Madame Cohen, les exonérations non compensées se sont effectivement élevées à 4,3 milliards d'euros. Il faut appliquer la « loi Veil » avant d'envisager de doter la sécurité sociale de nouvelles recettes. Le Sénat avait proposé de ponctionner les mutuelles à hauteur de 1 milliard d'euros, mais l'Assemblée nationale ne nous a pas suivis. Le Parlement doit se montrer responsable. La CMP sur les projets de loi relatifs à la dette sociale pourrait être conclusive, si seulement les parlementaires faisaient preuve de responsabilité même si le Gouvernement est opposé à la règle d'or.

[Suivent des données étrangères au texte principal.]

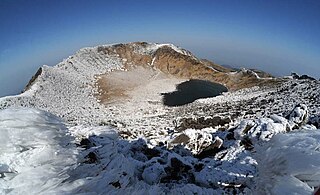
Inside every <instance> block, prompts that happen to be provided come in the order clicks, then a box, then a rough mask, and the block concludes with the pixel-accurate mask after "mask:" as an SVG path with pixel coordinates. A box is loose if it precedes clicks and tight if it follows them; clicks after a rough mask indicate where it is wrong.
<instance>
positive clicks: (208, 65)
mask: <svg viewBox="0 0 320 195" xmlns="http://www.w3.org/2000/svg"><path fill="white" fill-rule="evenodd" d="M97 51H98V52H99V53H100V54H104V55H115V56H118V57H119V58H121V59H122V61H123V64H124V66H125V68H126V69H128V70H130V69H133V68H135V67H137V66H142V67H145V68H154V69H158V70H160V71H161V72H163V73H166V74H169V75H173V76H175V77H178V78H184V79H203V80H209V81H213V82H218V83H221V84H223V85H225V86H226V87H228V88H229V89H231V90H237V89H242V88H247V87H252V86H262V85H267V84H275V83H277V82H278V81H277V80H276V79H273V78H272V77H271V75H269V74H267V73H263V72H261V71H260V72H259V74H257V73H255V72H254V71H252V70H246V69H242V70H240V71H237V72H235V71H233V70H232V69H229V68H225V67H223V66H220V65H217V64H214V63H213V62H210V61H208V60H199V59H198V58H196V57H195V56H194V55H193V54H192V53H191V52H189V51H187V50H184V49H181V48H178V47H176V46H174V45H171V44H149V43H145V42H136V43H129V44H117V45H113V46H100V47H98V49H97Z"/></svg>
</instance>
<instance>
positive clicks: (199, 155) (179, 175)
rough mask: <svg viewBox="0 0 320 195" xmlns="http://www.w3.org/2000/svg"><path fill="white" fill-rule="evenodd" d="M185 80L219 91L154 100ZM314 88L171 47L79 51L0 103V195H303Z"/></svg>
mask: <svg viewBox="0 0 320 195" xmlns="http://www.w3.org/2000/svg"><path fill="white" fill-rule="evenodd" d="M192 78H195V79H197V78H199V79H203V80H209V81H215V82H219V83H222V84H224V86H227V87H228V88H229V91H228V92H223V93H219V94H218V96H215V97H213V98H206V99H198V100H196V101H194V102H192V103H188V104H185V105H182V106H179V107H170V106H166V105H165V104H164V101H163V100H164V99H163V96H162V95H163V94H172V93H174V92H176V91H174V90H177V89H179V87H180V89H181V84H184V85H183V86H185V84H186V83H187V82H185V81H188V80H189V79H192ZM209 81H205V83H206V85H207V84H209V83H211V82H209ZM196 83H203V81H201V82H198V81H197V82H196ZM275 84H276V85H275ZM217 85H218V84H217ZM198 86H199V85H196V86H195V88H196V90H191V92H190V91H187V92H186V93H183V94H182V97H183V98H185V95H188V93H189V94H191V93H194V92H195V91H196V92H197V93H200V91H201V90H198V89H197V87H198ZM219 86H221V85H219ZM224 86H222V87H223V88H224V89H225V87H224ZM252 86H254V87H252ZM319 86H320V82H319V81H317V80H313V79H305V77H304V76H303V77H301V78H300V77H299V79H295V78H293V77H288V78H286V79H281V78H277V79H275V78H273V77H270V75H268V74H266V73H263V72H259V71H255V70H254V71H253V70H248V69H241V70H237V71H234V70H230V69H228V68H224V67H220V66H219V65H216V64H214V63H210V62H208V61H204V60H199V59H198V58H196V57H195V56H194V55H193V54H192V53H191V52H189V51H187V50H184V49H182V48H179V47H176V46H174V45H172V44H153V43H143V42H142V43H141V42H138V43H128V44H116V45H104V46H97V47H90V48H83V49H81V50H79V51H78V52H77V53H76V54H74V55H72V56H70V57H68V58H67V59H65V60H63V61H62V62H61V63H59V64H57V65H56V66H54V67H49V66H46V65H44V66H42V67H41V68H40V69H39V70H38V71H37V73H36V74H35V76H34V77H33V78H32V79H31V80H30V82H29V84H28V86H27V87H26V90H25V92H24V93H22V94H20V95H17V96H11V97H3V98H0V123H1V124H0V131H1V133H0V140H1V142H0V194H17V193H18V194H19V193H20V192H21V193H25V191H26V189H31V190H33V191H34V192H39V193H43V194H61V193H62V194H83V193H84V194H86V193H90V194H188V193H189V194H190V193H191V194H285V193H287V194H295V193H296V194H311V193H312V192H313V191H314V189H315V188H316V187H318V186H320V174H319V171H320V168H319V167H320V151H319V144H320V143H319V138H320V134H319V129H320V125H319V124H320V87H319ZM201 87H204V85H200V87H198V88H200V89H202V88H201ZM211 87H213V86H211V85H208V86H207V87H205V88H204V89H209V90H210V91H212V88H211ZM246 87H250V88H246ZM214 89H216V87H214ZM205 91H206V90H205ZM224 91H225V90H224ZM111 97H112V98H111ZM21 107H27V108H36V109H41V110H45V111H49V112H50V113H53V114H55V115H57V116H59V117H60V118H61V119H63V121H60V120H55V117H54V116H53V115H51V114H48V113H45V112H42V111H38V110H34V109H31V110H30V109H25V108H21ZM7 108H9V109H7ZM53 119H54V120H53ZM26 130H27V131H26ZM50 132H51V133H50ZM25 133H26V134H25ZM66 135H67V136H66ZM70 135H72V136H71V137H69V136H70ZM41 136H44V139H42V138H41ZM63 138H71V139H68V140H67V141H66V142H64V141H63V142H61V141H62V140H64V139H63ZM1 143H2V144H1ZM74 143H76V144H74ZM43 151H45V152H44V153H43ZM46 151H51V152H50V158H43V157H44V156H45V157H46V156H48V154H49V153H47V152H46ZM27 154H28V155H27ZM42 154H44V156H43V155H42ZM72 154H75V155H76V156H72ZM64 155H67V156H68V157H70V158H69V160H68V158H65V157H64ZM43 159H44V161H43ZM301 159H304V161H303V163H301V162H302V161H301ZM66 160H67V161H66ZM24 162H28V163H24ZM39 162H40V163H39ZM52 165H54V166H52ZM42 170H43V171H42ZM48 171H49V172H50V174H47V172H48ZM30 178H34V180H33V179H31V180H30ZM21 181H23V182H22V183H21ZM19 182H20V183H21V184H23V185H17V183H19ZM265 184H268V185H265ZM35 185H36V186H37V188H34V186H35ZM28 193H31V194H36V193H32V192H31V191H28ZM28 193H27V194H28Z"/></svg>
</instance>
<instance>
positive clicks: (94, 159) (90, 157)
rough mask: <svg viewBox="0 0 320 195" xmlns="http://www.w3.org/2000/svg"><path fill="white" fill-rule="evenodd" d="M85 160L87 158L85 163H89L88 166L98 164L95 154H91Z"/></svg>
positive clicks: (96, 155) (85, 157)
mask: <svg viewBox="0 0 320 195" xmlns="http://www.w3.org/2000/svg"><path fill="white" fill-rule="evenodd" d="M85 158H86V161H85V163H88V164H93V163H97V162H98V157H97V155H96V153H94V152H90V153H89V154H88V155H87V156H85Z"/></svg>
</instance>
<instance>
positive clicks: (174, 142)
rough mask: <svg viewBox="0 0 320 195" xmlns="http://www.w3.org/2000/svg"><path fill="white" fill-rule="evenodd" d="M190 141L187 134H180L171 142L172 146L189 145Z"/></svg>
mask: <svg viewBox="0 0 320 195" xmlns="http://www.w3.org/2000/svg"><path fill="white" fill-rule="evenodd" d="M189 140H190V137H188V136H187V135H186V134H180V135H178V136H177V137H176V138H174V140H173V141H172V142H171V143H172V144H187V143H188V142H189Z"/></svg>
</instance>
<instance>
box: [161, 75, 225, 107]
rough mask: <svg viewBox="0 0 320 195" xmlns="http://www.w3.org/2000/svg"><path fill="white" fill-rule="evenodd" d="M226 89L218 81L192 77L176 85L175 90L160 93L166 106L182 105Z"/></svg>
mask: <svg viewBox="0 0 320 195" xmlns="http://www.w3.org/2000/svg"><path fill="white" fill-rule="evenodd" d="M227 91H228V89H227V88H226V87H225V86H223V85H221V84H218V83H213V82H211V81H206V80H197V79H192V80H189V81H185V82H183V83H180V84H178V85H177V88H176V91H173V92H170V93H162V94H161V95H163V104H164V105H166V106H182V105H185V104H188V103H191V102H194V101H195V100H197V99H200V98H208V97H215V96H218V95H221V94H222V92H227Z"/></svg>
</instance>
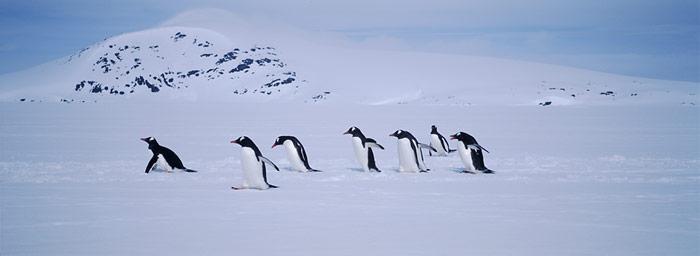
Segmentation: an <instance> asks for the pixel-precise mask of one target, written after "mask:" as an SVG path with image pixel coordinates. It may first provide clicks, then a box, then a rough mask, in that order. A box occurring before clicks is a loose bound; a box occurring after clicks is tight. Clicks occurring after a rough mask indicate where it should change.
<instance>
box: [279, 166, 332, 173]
mask: <svg viewBox="0 0 700 256" xmlns="http://www.w3.org/2000/svg"><path fill="white" fill-rule="evenodd" d="M280 170H284V171H286V172H293V173H302V174H303V173H321V172H323V171H319V172H311V171H309V172H300V171H299V170H297V169H294V168H292V167H280Z"/></svg>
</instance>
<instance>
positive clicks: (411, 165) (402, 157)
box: [398, 139, 420, 172]
mask: <svg viewBox="0 0 700 256" xmlns="http://www.w3.org/2000/svg"><path fill="white" fill-rule="evenodd" d="M398 151H399V171H400V172H419V171H420V168H419V166H418V165H416V156H415V154H414V153H413V149H412V148H411V141H410V140H408V139H400V140H399V142H398Z"/></svg>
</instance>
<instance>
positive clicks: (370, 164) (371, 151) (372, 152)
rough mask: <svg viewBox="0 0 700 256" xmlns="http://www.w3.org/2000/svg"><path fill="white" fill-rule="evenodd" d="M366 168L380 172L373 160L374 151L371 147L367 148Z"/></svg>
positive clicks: (373, 159)
mask: <svg viewBox="0 0 700 256" xmlns="http://www.w3.org/2000/svg"><path fill="white" fill-rule="evenodd" d="M367 169H370V170H375V171H377V172H382V171H380V170H379V168H377V163H375V162H374V153H373V152H372V148H367Z"/></svg>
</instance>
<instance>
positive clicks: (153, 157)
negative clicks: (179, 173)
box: [146, 154, 158, 173]
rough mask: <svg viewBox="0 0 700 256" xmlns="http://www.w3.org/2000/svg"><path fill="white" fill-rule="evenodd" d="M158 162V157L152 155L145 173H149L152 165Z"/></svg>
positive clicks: (151, 167)
mask: <svg viewBox="0 0 700 256" xmlns="http://www.w3.org/2000/svg"><path fill="white" fill-rule="evenodd" d="M156 161H158V155H156V154H153V157H151V160H149V161H148V165H146V173H148V172H150V171H151V169H153V165H154V164H155V163H156Z"/></svg>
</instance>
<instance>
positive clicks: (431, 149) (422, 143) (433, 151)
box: [418, 142, 437, 153]
mask: <svg viewBox="0 0 700 256" xmlns="http://www.w3.org/2000/svg"><path fill="white" fill-rule="evenodd" d="M418 146H420V147H421V148H427V149H429V150H430V151H433V152H436V153H437V149H435V148H434V147H433V146H430V145H428V144H423V143H420V142H418Z"/></svg>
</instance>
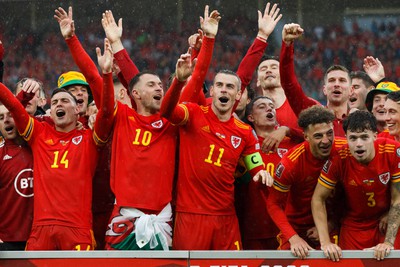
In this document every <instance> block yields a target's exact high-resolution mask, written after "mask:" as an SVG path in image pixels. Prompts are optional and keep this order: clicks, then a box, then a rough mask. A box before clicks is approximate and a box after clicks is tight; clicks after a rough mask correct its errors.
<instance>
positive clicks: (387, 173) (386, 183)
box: [379, 172, 390, 184]
mask: <svg viewBox="0 0 400 267" xmlns="http://www.w3.org/2000/svg"><path fill="white" fill-rule="evenodd" d="M389 180H390V173H389V172H385V173H382V174H380V175H379V181H381V182H382V184H387V183H388V182H389Z"/></svg>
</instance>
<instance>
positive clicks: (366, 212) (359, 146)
mask: <svg viewBox="0 0 400 267" xmlns="http://www.w3.org/2000/svg"><path fill="white" fill-rule="evenodd" d="M343 127H344V130H345V131H346V137H347V141H348V145H347V146H344V147H343V148H341V149H340V150H339V155H340V156H338V155H337V156H335V157H331V158H330V159H329V160H328V161H327V162H326V163H325V166H324V168H323V169H322V171H321V176H320V177H319V180H318V184H317V186H316V188H315V192H314V195H313V198H312V202H311V206H312V211H313V217H314V221H315V224H316V226H317V228H318V233H319V237H320V243H321V249H322V250H323V251H324V254H325V256H327V257H328V258H330V259H331V260H333V261H339V258H340V257H341V256H342V255H341V249H346V250H348V249H353V250H355V249H357V250H362V249H366V248H371V247H372V248H373V249H374V257H375V258H376V259H378V260H383V259H384V258H385V257H386V256H388V255H389V253H390V250H392V249H393V248H398V245H397V246H396V244H395V239H396V234H397V230H398V227H399V225H400V184H399V182H400V165H399V158H400V155H399V151H400V145H399V144H398V143H397V142H394V141H392V140H389V139H386V138H379V139H376V137H377V127H376V119H375V117H374V116H373V115H372V114H370V113H369V112H367V111H355V112H353V113H352V114H350V115H349V116H348V118H347V119H346V120H345V122H344V125H343ZM339 182H340V183H341V184H343V186H344V190H345V204H346V209H345V215H344V218H343V221H342V226H341V229H340V237H339V246H340V247H338V244H333V243H332V242H331V241H330V238H329V231H328V223H327V214H326V207H325V200H326V199H327V198H328V197H329V196H330V195H331V193H332V192H333V190H334V188H335V186H336V184H337V183H339ZM388 212H389V215H388V220H387V222H386V218H385V217H386V215H387V213H388ZM386 223H387V224H386Z"/></svg>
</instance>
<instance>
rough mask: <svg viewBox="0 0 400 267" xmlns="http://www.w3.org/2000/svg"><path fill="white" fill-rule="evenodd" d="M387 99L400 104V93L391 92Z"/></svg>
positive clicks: (388, 95) (395, 91) (387, 97)
mask: <svg viewBox="0 0 400 267" xmlns="http://www.w3.org/2000/svg"><path fill="white" fill-rule="evenodd" d="M386 98H387V99H390V100H392V101H394V102H396V103H397V104H400V91H394V92H390V93H389V94H387V96H386Z"/></svg>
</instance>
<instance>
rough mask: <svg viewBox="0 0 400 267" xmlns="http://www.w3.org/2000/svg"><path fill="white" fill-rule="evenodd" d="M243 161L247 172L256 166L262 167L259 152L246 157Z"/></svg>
mask: <svg viewBox="0 0 400 267" xmlns="http://www.w3.org/2000/svg"><path fill="white" fill-rule="evenodd" d="M243 160H244V164H245V165H246V167H247V170H249V171H250V170H252V169H254V168H256V167H258V166H263V165H264V163H263V161H262V157H261V154H260V152H256V153H253V154H250V155H247V156H245V157H244V158H243Z"/></svg>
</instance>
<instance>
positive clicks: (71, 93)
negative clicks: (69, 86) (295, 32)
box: [50, 88, 78, 104]
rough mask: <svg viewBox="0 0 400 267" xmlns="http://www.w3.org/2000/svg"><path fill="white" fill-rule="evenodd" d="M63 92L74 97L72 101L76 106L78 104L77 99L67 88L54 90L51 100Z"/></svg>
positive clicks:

Monsieur Savary, le constat dressé dans mon rapport est effectivement daté et ne cesse d'évoluer. Hier, je lisais dans un journal économique que le recul de l'activité économique pourrait s'établir, selon l'Insee, à 9 %, contre 11 % dans l'estimation précédente. Les recettes, très liées à la situation économique, diminueront alors peut-être moins que prévu.

Enfin, madame Doineau, je partage votre constat. Nous travaillons à des propositions pour résorber la dette sociale.

La commission autorise la publication du rapport d'information.


* 1 Rapport Sénat n° 104 (2019-2020), Tome I.

* 2 Cette revalorisation aurait atteint 1,6%si les modalités habituelles de revalorisation basées sur l'inflation avaient été appliquées.

* 3 Cet écart de 0,8 milliard d'euros provient, d'une part, de la comptabilisation en comptabilité nationale du crédit d'impôt sur la taxe sur les salaires (CITS) pour 0,6 milliard d'euros et ; d'autre part, d'écritures tardives (0,2 milliard d'euros).

* 4 Ces dispositions ont été codifiées à l'article L. 241-2-1 du code de la sécurité sociale.

* 5 Une telle opération est rendue possible par l'article L.O. 111-9-2 du code de la sécurité sociale, aux termes duquel « En cas d'urgence, [le plafond de découvert de l'Acoss peut être relevé] par décret pris en conseil des ministres après avis du Conseil d'Etat et information des commissions parlementaires saisies au fond des projets de loi de financement de la sécurité sociale. La ratification de ces décrets est demandée au Parlement dans le plus prochain projet de loi de financement de la sécurité sociale ».

* 6 L'article 1 er du projet de loi « ordinaire » prévoit en outre la prise en charge par la Cades d'un tiers de la dette hospitalière, pour un montant de 13 milliards d'euros.